Le Théâtre Denise-Pelletier a démarré de belle façon, la semaine dernière, sa nouvelle saison d'itinérance en présentant à la salle Pierre-Mercure deux pièces d'Eugène Ionesco: La cantatrice chauve et La leçon.

Adapté en 2007 par le Théâtre des fonds de tiroirs, qui avait présenté les deux pièces à ses débuts il y a 10 ans, ce doublé de Ionesco réunit les mêmes acteurs qu'en 1997. Une façon pour ces artisans du Conservatoire de Québec de voir «comment ils ont évolué», confiait récemment le metteur en scène Frédéric Dubois.

Quand même étrange l'univers de Ionesco, où l'on bute continuellement sur le sens et le non-sens des mots, mais également sur la raison d'être des personnages. La cantatrice chauve par exemple est une «antipièce» où il n'y a ni intrigue... ni cantatrice chauve. Même les dialogues n'en sont pas vraiment.

Un couple des environs de Londres, M. et Mme Smith, discute à bâtons rompus. On a l'impression de voir deux pantins. Ils ont mangé de la soupe, du poisson et des patates... Y avait-il de l'anis étoilé dans la soupe? On parle pour parler, en faisant usage de toutes les trivialités. Fait cocasse, Ionesco aurait écrit cette pièce après avoir suivi des cours d'anglais avec la méthode Assimil.

Arrive un autre couple, M. et Mme Martin. Les deux personnages évoquent des souvenirs communs pour finalement conclure... qu'ils dorment dans le même lit. «Comme c'est curieux, comme c'est bizarre. Et quelle coïncidence», disent-ils en se remémorant les moments-clés de leur relation. «Mais je ne m'en souviens pas...»

À la fin de ce curieux échange, le couple dira: «Oublions tout ce qui ne s'est jamais passé entre nous et vivons comme avant!» Et vlan!

La mise en scène de Frédéric Dubois est réglée au quart de tour. Avec les dialogues de coq à l'âne de Ionesco, il serait facile de plonger le spectateur dans un coma temporaire... Mais le metteur en scène de Québec réussit à composer un véritable tableau à partir d'un texte biscornu qui donne le vertige.

Un musicien (Pascal Robitaille) occupe une petite partie de la scène et donne le tempo aux répliques des personnages. Très efficace. Orgue, flûte et autres bruitages (dont les fameux coups de pendule) sont intimement liés au jeu.
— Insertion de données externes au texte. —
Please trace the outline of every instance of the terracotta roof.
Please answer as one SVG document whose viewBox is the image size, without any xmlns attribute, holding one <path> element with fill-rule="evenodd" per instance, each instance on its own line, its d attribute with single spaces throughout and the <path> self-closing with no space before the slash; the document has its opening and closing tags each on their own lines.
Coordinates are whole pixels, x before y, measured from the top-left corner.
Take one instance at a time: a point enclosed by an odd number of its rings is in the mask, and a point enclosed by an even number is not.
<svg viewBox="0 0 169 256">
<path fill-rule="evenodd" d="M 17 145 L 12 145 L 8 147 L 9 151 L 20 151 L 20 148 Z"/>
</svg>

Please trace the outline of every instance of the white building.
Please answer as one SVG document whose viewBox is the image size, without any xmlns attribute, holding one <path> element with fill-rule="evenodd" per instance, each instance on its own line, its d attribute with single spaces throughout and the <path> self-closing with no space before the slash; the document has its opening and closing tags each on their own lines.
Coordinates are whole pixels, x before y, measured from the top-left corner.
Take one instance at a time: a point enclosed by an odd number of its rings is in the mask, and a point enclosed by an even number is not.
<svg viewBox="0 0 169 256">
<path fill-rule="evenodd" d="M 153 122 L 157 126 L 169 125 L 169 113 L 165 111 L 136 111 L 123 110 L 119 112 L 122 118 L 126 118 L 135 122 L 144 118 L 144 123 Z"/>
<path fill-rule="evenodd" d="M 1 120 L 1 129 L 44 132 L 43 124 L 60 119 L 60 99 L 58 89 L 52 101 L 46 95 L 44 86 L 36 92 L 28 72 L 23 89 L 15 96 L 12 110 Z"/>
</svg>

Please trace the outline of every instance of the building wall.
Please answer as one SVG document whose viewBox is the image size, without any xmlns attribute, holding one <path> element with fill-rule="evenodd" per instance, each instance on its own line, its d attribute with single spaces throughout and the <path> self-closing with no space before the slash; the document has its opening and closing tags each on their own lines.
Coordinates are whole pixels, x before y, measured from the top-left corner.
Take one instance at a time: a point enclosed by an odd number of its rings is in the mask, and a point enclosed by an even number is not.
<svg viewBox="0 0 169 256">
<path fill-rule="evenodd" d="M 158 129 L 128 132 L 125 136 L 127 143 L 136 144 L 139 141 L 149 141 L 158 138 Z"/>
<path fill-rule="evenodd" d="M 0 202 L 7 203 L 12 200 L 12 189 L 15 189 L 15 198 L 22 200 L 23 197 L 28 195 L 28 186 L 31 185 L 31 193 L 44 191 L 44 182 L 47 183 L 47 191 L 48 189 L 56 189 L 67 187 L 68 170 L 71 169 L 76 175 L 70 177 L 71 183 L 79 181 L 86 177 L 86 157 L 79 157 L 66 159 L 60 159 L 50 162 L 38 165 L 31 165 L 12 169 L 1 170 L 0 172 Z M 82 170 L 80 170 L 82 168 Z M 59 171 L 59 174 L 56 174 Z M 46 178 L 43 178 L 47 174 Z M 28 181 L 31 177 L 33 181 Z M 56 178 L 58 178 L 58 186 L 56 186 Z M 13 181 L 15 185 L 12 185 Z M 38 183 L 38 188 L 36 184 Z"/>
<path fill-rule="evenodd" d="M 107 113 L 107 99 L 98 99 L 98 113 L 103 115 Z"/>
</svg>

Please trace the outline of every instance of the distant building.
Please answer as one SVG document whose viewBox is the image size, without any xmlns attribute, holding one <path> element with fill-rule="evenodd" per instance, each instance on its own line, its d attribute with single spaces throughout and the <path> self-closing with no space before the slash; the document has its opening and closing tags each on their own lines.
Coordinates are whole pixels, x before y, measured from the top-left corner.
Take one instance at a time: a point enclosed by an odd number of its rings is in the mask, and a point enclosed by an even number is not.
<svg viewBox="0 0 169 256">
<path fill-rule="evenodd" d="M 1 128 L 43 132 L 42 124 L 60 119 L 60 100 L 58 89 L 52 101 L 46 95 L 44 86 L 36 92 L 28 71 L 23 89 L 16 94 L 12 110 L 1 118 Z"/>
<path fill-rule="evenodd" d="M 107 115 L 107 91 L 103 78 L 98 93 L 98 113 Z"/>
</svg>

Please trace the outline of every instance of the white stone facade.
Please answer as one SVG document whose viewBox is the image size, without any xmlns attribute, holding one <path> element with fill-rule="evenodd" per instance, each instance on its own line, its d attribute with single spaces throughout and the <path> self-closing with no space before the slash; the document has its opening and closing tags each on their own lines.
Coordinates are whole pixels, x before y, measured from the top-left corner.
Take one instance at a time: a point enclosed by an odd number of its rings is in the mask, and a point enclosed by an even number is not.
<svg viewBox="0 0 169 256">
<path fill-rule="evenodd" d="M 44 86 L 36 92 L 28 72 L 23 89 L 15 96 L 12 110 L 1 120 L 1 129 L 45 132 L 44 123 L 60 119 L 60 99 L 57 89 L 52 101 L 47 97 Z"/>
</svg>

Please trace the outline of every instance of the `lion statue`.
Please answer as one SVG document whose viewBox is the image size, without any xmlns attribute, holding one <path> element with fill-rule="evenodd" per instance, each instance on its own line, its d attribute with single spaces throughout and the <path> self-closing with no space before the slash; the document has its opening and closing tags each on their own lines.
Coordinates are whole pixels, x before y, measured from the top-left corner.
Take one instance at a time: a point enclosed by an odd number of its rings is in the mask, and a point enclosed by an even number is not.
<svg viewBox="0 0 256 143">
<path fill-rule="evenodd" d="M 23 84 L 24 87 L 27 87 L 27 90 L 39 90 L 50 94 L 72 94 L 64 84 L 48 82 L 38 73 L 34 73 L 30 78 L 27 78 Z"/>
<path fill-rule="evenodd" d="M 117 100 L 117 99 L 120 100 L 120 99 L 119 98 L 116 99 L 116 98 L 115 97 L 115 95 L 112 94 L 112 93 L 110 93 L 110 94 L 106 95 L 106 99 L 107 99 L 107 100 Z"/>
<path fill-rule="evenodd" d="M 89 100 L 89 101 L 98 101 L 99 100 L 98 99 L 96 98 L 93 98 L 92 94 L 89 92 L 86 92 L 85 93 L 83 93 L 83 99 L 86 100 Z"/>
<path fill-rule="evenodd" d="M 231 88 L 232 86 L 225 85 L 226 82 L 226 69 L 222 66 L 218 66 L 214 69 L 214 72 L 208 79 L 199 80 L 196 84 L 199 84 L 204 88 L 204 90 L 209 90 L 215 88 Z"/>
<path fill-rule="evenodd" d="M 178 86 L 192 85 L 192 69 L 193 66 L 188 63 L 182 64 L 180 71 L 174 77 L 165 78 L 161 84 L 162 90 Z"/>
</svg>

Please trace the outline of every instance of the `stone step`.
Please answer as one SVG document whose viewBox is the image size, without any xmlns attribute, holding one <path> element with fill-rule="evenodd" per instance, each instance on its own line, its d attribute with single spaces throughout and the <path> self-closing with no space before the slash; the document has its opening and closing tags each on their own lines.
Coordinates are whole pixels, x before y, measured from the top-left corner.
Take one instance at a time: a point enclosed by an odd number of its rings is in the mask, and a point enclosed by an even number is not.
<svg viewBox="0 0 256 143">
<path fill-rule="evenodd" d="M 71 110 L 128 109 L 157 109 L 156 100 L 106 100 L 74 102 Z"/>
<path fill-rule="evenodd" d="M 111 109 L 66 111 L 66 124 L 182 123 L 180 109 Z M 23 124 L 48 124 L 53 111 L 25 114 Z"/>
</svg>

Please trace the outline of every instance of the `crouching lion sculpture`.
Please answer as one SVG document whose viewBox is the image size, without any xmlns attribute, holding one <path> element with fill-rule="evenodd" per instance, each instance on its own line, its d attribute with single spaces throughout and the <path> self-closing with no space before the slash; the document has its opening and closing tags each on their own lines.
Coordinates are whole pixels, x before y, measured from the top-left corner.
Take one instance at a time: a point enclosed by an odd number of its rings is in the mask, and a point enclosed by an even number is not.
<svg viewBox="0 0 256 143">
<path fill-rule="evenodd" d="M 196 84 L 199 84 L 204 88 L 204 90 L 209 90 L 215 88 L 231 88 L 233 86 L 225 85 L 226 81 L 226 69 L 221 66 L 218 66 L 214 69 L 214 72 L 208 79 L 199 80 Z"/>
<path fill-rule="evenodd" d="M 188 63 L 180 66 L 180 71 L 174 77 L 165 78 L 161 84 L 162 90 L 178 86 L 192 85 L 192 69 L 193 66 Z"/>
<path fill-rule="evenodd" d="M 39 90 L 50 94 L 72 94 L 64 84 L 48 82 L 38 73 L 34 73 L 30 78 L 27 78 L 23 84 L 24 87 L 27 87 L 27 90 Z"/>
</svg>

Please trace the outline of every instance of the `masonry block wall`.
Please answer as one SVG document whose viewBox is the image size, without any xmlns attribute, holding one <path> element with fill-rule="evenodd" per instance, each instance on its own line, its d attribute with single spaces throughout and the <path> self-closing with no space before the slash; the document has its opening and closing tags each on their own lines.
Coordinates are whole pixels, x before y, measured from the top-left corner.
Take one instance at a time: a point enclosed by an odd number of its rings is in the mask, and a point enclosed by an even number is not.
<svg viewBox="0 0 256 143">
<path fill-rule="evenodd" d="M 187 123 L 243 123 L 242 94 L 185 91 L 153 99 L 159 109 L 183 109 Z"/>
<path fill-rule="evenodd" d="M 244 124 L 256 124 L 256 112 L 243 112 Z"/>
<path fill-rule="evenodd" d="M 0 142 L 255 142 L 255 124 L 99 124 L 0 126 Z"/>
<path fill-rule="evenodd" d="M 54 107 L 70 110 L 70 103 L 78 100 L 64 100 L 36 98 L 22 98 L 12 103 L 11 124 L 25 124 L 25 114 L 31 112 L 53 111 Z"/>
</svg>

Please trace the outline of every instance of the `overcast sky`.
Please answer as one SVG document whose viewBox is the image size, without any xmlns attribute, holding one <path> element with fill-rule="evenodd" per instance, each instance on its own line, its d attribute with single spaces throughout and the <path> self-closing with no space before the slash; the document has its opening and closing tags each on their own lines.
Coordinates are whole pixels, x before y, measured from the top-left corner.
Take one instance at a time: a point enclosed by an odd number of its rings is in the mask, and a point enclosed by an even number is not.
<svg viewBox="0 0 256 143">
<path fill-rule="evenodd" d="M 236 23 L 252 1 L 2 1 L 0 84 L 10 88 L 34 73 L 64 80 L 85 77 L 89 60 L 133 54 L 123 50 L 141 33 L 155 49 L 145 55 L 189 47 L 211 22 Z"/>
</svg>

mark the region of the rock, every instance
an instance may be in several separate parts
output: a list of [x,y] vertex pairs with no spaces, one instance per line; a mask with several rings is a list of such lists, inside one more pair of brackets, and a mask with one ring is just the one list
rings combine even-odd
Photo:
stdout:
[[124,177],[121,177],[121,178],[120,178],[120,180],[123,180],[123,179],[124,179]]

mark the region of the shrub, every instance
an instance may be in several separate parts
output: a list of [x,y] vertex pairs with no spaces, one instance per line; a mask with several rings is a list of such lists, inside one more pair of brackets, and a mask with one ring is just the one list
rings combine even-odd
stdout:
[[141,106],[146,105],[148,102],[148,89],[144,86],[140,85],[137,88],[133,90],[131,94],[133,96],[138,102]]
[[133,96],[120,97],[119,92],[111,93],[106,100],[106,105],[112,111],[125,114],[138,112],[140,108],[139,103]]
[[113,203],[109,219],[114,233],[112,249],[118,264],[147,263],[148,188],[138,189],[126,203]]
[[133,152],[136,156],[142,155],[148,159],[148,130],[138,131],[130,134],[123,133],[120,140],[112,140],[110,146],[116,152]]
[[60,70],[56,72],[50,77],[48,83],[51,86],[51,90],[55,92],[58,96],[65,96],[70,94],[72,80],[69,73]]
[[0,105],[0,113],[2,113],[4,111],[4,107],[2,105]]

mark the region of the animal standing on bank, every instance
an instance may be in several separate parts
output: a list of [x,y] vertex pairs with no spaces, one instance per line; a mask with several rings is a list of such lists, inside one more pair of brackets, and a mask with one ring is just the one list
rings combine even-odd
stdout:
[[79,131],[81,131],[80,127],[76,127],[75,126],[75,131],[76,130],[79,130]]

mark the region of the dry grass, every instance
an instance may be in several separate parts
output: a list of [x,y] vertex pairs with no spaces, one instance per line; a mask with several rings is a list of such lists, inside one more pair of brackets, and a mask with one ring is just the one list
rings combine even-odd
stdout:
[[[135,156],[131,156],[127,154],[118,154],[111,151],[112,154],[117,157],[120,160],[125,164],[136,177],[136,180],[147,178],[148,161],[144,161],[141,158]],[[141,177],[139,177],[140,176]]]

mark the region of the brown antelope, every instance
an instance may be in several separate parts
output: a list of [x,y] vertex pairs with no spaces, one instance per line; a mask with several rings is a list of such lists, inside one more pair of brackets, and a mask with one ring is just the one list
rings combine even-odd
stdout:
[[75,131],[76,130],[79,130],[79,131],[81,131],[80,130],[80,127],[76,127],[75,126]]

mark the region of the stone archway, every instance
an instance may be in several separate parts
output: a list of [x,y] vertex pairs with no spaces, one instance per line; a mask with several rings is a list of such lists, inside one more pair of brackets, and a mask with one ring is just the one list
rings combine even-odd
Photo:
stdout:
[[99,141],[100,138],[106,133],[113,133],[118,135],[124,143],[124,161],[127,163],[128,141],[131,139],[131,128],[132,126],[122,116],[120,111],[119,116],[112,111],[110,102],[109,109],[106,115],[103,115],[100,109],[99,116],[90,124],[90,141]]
Les acteurs sont tous très bons. Le duo formé de Sylvio-Manuel Arriola et Ansie St-Martin en particulier (M. et Mme Smith). Idem pour le capitaine des pompiers, Christian Michaud, à la recherche d'un feu... Seul Jonathan Gagnon semblait parfois hésitant dans son rôle de M. Martin, pourtant bien soutenu par Mme Martin, interprétée avec précision par Monelle Guertin. Julie Roussel complète la distribution dans le rôle de la bonne.

Une leçon d'acteurs

À l'entracte, fait amusant, le public tire au sort parmi les six comédiens de La cantatrice chauve, les deux qui interprèteront les rôles de l'élève et du professeur dans La leçon. Samedi après-midi, c'est Monelle Guertin et Christian Michaud qui ont relevé le défi. Avec Catherine Larochelle dans le rôle de la bonne.

Cette courte pièce construite en crescendo met en scène un vieux professeur et une jeune élève venue parfaire ses connaissances en prévision de son doctorat. L'enseignant, courtois et même timide au début, aborde plusieurs disciplines: l'arithmétique, la linguistique, la philologie... Au fil de la leçon, le professeur s'énerve contre l'élève qui ne comprend pas.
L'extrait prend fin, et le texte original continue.